В голосе Генрика сквозило такое отчаяние, что Пулавский не стал возражать. Разумеется, у Раденских была дочь. Он вспомнил свой визит в Волочиск и стройную, длинноногую девочку с ярко-голубыми глазами.
– Через несколько недель я поеду в Варшаву, – сказал он. – Если хотите, можете присоединиться ко мне.
– Я никогда не вернусь в Польшу.
Генрик провел кончиками пальцев по шраму. Казя была мертва, как утверждал в письме Адам. Никто не выжил в той кровавой резне. Она исчезла в пламени, Которое поглотило весь дом. Он никогда не вернется в страну, овеянную такими воспоминаниями. Потом, когда боль утихнет. Но утихнет ли она когда-нибудь?
– Могу я присоединиться к вам, синьоры?
Пулавский вежливо поклонился итальянцу, тому самому грузному юноше, который держал в объятиях Софи. Генрик ограничился легким кивком.
– Пресвятая Дева Мария, жара просто невыносимая. Эти званые вечера ужасно утомляют. Обычно в это время я уезжаю на загородную виллу, – он говорил по-французски с сильным акцентом и выглядел пьяным.
– Вы поляки?
– Да.
– В этом палаццо всегда полно поляков, – он ухитрился придать своей фразе оскорбительный оттенок.

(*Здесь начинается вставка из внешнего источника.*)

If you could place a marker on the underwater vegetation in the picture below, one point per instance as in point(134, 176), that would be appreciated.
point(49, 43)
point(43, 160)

Пулавский увидел, что в глазах Генрика зажглись сердитые искры.
«С этим парнем лучше не ссориться», – подумал он.
Итальянец рыгнул и, раскачиваясь на высоких каблуках, с презрением осмотрел простой, без вышивки и кружев камзол Генрика, медные пряжки на его туфлях и перевязанные узкой пурпурной лентой волосы, не покрытые париком. Один из этих поляков-бродяг, снедаемых гордостью и нищетой. Его дряблый рот искривился.
– Бродяги, – сказал он тонким запинающимся голосом. – Рим положительно переполнен бродягами.
Никто не ответил. Пулавский изучал его прищуренными глазами, сравнивая двух молодых людей. Юный фат подрагивал, словно студень, в своем шафранового цвета наряде, разукрашенном драгоценными пуговицами и золотыми застежками. Его голову украшал парик с непомерно большим бантом, а пухлое лицо от злоупотребления спиртным выглядело нездоровым. Генрик Баринский все еще оставался стройным и сильным юношей, хотя рассеянный образ жизни уже наложил на него тот же болезненный отпечаток.
Итальянец промокнул свое лицо кружевным платочком.
– Матерь Божья, я скоро растаю, – он нетвердо потянулся к бутылке.
– Ты слишком толстый, Марио, – сказал девичий голос за их спинами. – Похоже, что ты нездоров. Почему бы тебе не прилечь?
– Синьоры, – глаза Марио затуманились, и он потер рукой лоб. – Синьоры... я не помню ваших имен, – он с трудом шевелил языком. – Позвольте представить мадемуазель де Станвиль. Недавно со своим отцом прибыла из Парижа.